Сайлас не был просто сновидцем. Он был потомком — очень далёким, но прямым — одной из тех линий крови, что восходят к жрецам забытого культа. Но в отличие от Торна, чьё наследие пробудилось яростно и требовало жертвы, в Сайласе кровь говорила тихо, почти печально. Она не порабощала его волю; она скорбела. Он чувствовал себя разделённым надвое. Человеческая половина тосковала по теплу, по дружбе, по простому детскому счастью. Иная же половина знала, что это всё — лишь временная декорация, за которой простирается иная, неизмеримо более обширная реальность. И эта половина тянула его туда с неумолимостью прилива.
— Я не хочу умирать, — сказал он мне однажды, глядя в окно на серое мартовское небо. — Но я и не могу жить. Я как будто уже умер там, а здесь мне дали взаймы немного времени.
Слова эти пронзили меня острее любого ножа. Я видел перед собой не безумца, не одержимого, но существо, попавшее в онтологическую ловушку. Он был рождён в человеческом теле, но его душа — или то, что заменяло ему душу, — принадлежала иному порядку бытия. И этот порядок требовал возвращения своего осколка.
Кризис, которым были пропитаны все дни Сайласа, заключался в предельном, сокрушительном одиночестве. Одиночестве не социальном, а метафизическом. Ибо нет ничего страшнее, чем осознавать, что все вокруг — люди, а ты — нет. Что твои истинные соплеменники не здесь, не в этом мире, а где-то далеко, в холоде и мраке меж звёзд, где нет ни добра, ни зла, ни радости, ни печали — есть только Иное.
Мои изыскания подтвердили худшие опасения. Род Сайласа тянулся от тех самых жрецов, что служили на плато Ленг. Но была одна особенность: его предки пытались разорвать цепь. Они бежали, скрывались, смешивали кровь с обычными людьми, молились чуждым богам, лишь бы заглушить зов. Но Зов не умолкал. Он лишь становился тише, тоньше, печальнее. И в Сайласе он достиг своего эволюционного пика — стал не приказом, а плачем. Не повелением убивать, а просьбой: «Вернись домой».

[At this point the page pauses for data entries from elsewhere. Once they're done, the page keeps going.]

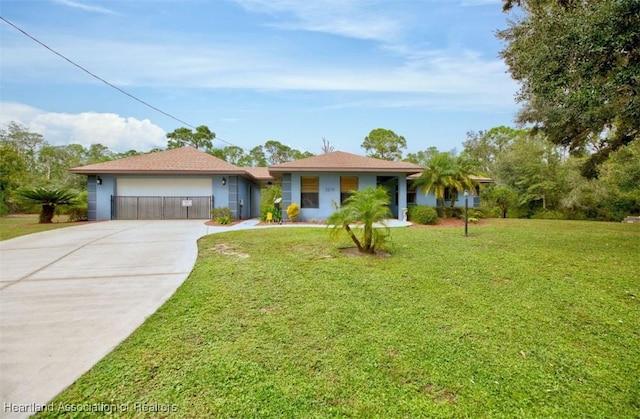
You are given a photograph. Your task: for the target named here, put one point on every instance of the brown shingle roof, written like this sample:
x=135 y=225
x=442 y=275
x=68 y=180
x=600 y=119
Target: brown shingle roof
x=339 y=161
x=259 y=173
x=479 y=179
x=183 y=160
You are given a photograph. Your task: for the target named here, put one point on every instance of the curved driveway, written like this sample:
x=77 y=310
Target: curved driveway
x=69 y=296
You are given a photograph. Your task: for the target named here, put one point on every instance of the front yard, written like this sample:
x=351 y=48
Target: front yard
x=524 y=318
x=21 y=224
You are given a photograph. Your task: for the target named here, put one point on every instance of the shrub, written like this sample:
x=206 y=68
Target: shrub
x=268 y=196
x=276 y=215
x=423 y=215
x=222 y=215
x=77 y=213
x=548 y=215
x=293 y=211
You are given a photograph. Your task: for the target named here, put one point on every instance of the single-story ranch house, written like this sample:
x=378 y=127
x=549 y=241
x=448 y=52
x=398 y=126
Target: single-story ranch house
x=187 y=183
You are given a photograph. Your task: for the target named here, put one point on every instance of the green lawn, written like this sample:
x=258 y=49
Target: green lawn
x=524 y=318
x=18 y=225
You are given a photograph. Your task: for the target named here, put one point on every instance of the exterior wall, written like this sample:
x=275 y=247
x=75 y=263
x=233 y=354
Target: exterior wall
x=329 y=192
x=104 y=192
x=99 y=204
x=255 y=201
x=92 y=204
x=220 y=192
x=244 y=198
x=430 y=200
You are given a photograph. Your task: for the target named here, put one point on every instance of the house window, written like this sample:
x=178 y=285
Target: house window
x=448 y=193
x=411 y=194
x=348 y=184
x=309 y=192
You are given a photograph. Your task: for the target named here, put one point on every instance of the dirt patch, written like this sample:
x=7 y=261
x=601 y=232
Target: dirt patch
x=448 y=222
x=225 y=249
x=440 y=395
x=216 y=224
x=353 y=252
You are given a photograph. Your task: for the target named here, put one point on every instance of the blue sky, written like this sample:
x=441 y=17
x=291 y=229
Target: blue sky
x=294 y=71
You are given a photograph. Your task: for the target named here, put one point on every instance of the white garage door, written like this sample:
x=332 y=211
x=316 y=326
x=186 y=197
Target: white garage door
x=162 y=198
x=164 y=187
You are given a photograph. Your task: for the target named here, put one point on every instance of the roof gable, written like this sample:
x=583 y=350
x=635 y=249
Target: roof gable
x=182 y=160
x=346 y=162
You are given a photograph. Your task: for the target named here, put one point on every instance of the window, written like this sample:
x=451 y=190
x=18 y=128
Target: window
x=411 y=194
x=309 y=192
x=448 y=193
x=348 y=184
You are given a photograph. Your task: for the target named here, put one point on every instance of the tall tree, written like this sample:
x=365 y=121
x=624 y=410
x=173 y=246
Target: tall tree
x=384 y=144
x=201 y=138
x=533 y=168
x=27 y=144
x=483 y=147
x=48 y=199
x=578 y=65
x=439 y=173
x=422 y=157
x=327 y=147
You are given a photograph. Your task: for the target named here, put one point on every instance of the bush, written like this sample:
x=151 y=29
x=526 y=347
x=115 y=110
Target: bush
x=222 y=215
x=293 y=211
x=268 y=196
x=423 y=215
x=77 y=213
x=276 y=215
x=548 y=215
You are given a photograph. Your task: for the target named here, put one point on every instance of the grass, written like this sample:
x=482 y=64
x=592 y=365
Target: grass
x=19 y=225
x=524 y=318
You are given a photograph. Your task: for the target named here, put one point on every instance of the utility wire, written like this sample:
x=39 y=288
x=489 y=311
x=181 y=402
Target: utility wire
x=105 y=81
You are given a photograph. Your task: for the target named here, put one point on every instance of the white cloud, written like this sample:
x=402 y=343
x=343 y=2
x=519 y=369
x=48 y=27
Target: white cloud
x=86 y=7
x=111 y=130
x=350 y=18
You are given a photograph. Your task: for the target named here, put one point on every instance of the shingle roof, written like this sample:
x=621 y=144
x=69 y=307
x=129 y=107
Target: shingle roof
x=479 y=179
x=345 y=162
x=259 y=173
x=183 y=160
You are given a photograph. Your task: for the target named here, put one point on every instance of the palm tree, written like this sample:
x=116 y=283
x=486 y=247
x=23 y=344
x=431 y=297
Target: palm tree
x=363 y=208
x=439 y=174
x=461 y=180
x=48 y=198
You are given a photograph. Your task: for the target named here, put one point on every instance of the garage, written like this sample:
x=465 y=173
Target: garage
x=162 y=198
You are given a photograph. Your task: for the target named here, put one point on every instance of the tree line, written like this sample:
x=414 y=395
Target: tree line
x=533 y=177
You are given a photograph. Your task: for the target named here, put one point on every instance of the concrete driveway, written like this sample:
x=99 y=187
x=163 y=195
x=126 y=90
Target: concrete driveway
x=69 y=296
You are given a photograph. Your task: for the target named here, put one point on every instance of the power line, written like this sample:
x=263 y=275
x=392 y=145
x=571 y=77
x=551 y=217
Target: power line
x=95 y=76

Что было «домом» — я не смею описывать подробно. Скажу лишь, что в одном из запретных манускриптов я нашёл указание на место, именуемое Сад Обратной Зари. Место, где наш космос лишь бледная тень, а истинная реальность клокочет и переливается формами, кои невыносимы для человеческого глаза. Там ждали его соплеменники — не демоны, не ангелы, но нечто третье, существующее вне привычной дихотомии.
С каждым днём Сайлас угасал. Он почти не ел, не спал в обычном смысле — едва закрывая глаза, он уже стоял у последнего порога. Мать была в отчаянии. Я был бессилен. Ибо передо мной разворачивалась драма, в которую я не мог вмешаться, не погубив обе стороны. Удерживать Сайласа здесь значило обречь его на вечное страдание, на жизнь в разрыве между мирами. Отпустить — значило потерять его навсегда, отдать во тьму, из которой нет возврата.

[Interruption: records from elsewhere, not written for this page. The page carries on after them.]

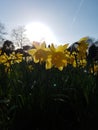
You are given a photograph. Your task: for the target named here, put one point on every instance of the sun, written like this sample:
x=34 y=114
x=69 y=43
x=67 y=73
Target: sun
x=39 y=32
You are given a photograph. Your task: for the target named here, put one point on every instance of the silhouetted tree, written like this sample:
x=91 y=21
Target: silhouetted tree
x=2 y=32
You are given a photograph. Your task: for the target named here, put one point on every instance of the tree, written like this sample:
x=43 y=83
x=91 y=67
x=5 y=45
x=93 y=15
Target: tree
x=2 y=32
x=19 y=36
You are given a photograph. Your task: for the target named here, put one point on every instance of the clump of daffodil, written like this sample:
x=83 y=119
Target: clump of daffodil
x=39 y=53
x=57 y=58
x=11 y=59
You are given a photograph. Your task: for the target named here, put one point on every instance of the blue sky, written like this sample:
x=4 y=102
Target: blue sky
x=69 y=20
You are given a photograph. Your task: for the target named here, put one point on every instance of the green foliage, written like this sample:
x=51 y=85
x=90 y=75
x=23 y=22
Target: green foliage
x=56 y=98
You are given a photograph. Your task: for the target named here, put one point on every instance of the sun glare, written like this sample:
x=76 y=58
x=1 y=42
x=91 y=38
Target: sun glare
x=39 y=32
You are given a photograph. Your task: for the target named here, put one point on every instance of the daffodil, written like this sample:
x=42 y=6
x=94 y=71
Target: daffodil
x=57 y=58
x=40 y=53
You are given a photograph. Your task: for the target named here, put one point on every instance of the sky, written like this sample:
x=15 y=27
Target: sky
x=69 y=20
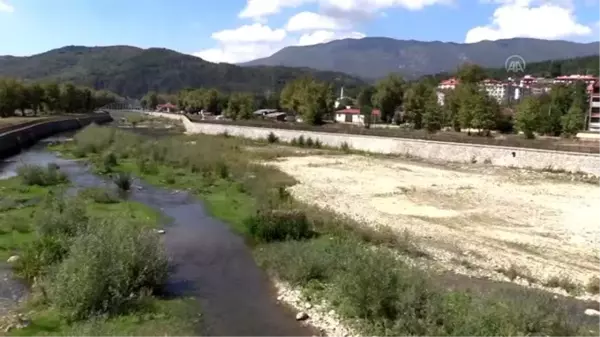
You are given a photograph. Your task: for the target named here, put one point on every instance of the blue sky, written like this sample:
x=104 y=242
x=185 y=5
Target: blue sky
x=241 y=30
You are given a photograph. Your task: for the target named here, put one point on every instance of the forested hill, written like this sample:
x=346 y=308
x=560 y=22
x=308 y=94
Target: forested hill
x=131 y=71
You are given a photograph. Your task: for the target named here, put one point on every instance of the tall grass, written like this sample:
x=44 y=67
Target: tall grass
x=90 y=266
x=42 y=176
x=331 y=257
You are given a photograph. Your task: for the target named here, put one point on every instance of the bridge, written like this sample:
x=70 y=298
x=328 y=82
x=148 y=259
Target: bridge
x=123 y=106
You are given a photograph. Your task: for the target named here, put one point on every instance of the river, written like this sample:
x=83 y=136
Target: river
x=209 y=262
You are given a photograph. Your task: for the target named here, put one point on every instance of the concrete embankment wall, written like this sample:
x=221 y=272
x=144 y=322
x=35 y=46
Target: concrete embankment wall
x=13 y=141
x=431 y=150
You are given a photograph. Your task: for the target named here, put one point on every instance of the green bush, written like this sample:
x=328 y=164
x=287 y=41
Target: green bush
x=109 y=269
x=61 y=217
x=41 y=176
x=93 y=139
x=389 y=298
x=109 y=162
x=39 y=256
x=272 y=138
x=278 y=225
x=123 y=181
x=100 y=195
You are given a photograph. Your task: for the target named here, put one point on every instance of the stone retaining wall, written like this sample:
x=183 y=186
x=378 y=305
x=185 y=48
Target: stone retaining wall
x=13 y=141
x=431 y=150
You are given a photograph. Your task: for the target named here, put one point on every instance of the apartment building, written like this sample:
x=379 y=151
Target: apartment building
x=594 y=112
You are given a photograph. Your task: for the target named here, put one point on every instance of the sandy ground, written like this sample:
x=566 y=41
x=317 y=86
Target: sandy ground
x=486 y=218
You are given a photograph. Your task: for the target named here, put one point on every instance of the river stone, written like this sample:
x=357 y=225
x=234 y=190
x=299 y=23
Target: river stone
x=592 y=312
x=13 y=259
x=301 y=316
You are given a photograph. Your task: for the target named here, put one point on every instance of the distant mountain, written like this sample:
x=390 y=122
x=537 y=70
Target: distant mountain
x=375 y=57
x=131 y=71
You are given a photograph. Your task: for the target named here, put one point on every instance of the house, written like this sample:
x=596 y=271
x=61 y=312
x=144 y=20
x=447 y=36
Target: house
x=594 y=112
x=352 y=115
x=277 y=116
x=167 y=107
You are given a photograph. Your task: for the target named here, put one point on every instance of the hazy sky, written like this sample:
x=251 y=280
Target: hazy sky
x=241 y=30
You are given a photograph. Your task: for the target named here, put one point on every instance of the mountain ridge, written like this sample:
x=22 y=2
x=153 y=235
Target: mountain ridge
x=375 y=57
x=133 y=71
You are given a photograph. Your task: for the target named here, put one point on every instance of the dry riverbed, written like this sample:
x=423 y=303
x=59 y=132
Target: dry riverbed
x=475 y=220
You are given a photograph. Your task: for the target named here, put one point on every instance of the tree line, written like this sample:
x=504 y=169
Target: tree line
x=417 y=104
x=26 y=98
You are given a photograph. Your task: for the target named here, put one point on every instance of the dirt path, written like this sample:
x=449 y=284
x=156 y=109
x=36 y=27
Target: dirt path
x=489 y=219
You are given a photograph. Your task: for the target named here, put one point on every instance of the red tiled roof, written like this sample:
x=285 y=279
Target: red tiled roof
x=376 y=112
x=450 y=81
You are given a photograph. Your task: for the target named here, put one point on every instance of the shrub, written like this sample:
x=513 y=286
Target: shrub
x=100 y=195
x=109 y=161
x=108 y=270
x=40 y=176
x=345 y=147
x=278 y=225
x=272 y=138
x=61 y=217
x=93 y=139
x=593 y=286
x=39 y=256
x=123 y=181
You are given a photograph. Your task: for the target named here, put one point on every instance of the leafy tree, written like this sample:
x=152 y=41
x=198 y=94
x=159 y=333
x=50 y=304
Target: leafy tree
x=367 y=112
x=365 y=97
x=240 y=106
x=36 y=97
x=389 y=96
x=470 y=74
x=528 y=116
x=8 y=97
x=573 y=121
x=415 y=100
x=210 y=101
x=486 y=112
x=150 y=100
x=451 y=110
x=432 y=116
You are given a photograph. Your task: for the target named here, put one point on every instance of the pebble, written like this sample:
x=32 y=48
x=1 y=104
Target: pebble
x=13 y=259
x=592 y=312
x=301 y=316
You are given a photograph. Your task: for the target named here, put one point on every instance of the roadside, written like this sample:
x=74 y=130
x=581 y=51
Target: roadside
x=354 y=269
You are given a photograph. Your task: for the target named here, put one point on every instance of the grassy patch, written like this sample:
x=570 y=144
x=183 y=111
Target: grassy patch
x=158 y=319
x=93 y=260
x=355 y=268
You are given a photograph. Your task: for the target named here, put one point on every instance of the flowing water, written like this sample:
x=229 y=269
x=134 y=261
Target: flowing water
x=215 y=266
x=209 y=261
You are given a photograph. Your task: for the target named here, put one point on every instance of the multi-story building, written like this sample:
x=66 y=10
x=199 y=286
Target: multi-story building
x=594 y=112
x=588 y=79
x=495 y=89
x=449 y=84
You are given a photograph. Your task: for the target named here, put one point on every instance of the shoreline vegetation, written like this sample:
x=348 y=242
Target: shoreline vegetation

Однажды ночью он исчез. Просто ушёл из дома, не взяв ни пальто, ни обуви. Следы его маленьких ног вели к старому кладбищу, к заброшенному склепу, а оттуда… следы обрывались. Но на каменной плите, там, где он стоял в последний раз, я увидел символ — глаз с тремя лучами, выжженный не огнём, а чем-то, что оставило углубление в граните.
С тех пор я часто думаю о нём. Достиг ли он своих соплеменников? Обрёл ли покой, которого не было на Земле? Или, быть может, он всё ещё бредёт по тому бесконечному пути, где нет ни времени, ни расстояний? Я не знаю ответа. Но когда я смотрю на звёзды, мне чудится: где-то там, за гранью видимого, на берегу озера, не отражающего звёзд, сидит маленький босой мальчик и наконец-то улыбается. И эта улыбка — единственное, что примиряет меня с чудовищностью мироздания. Ибо даже в сердце Хаоса есть место для тех, кто искал дом и не нашёл его среди людей.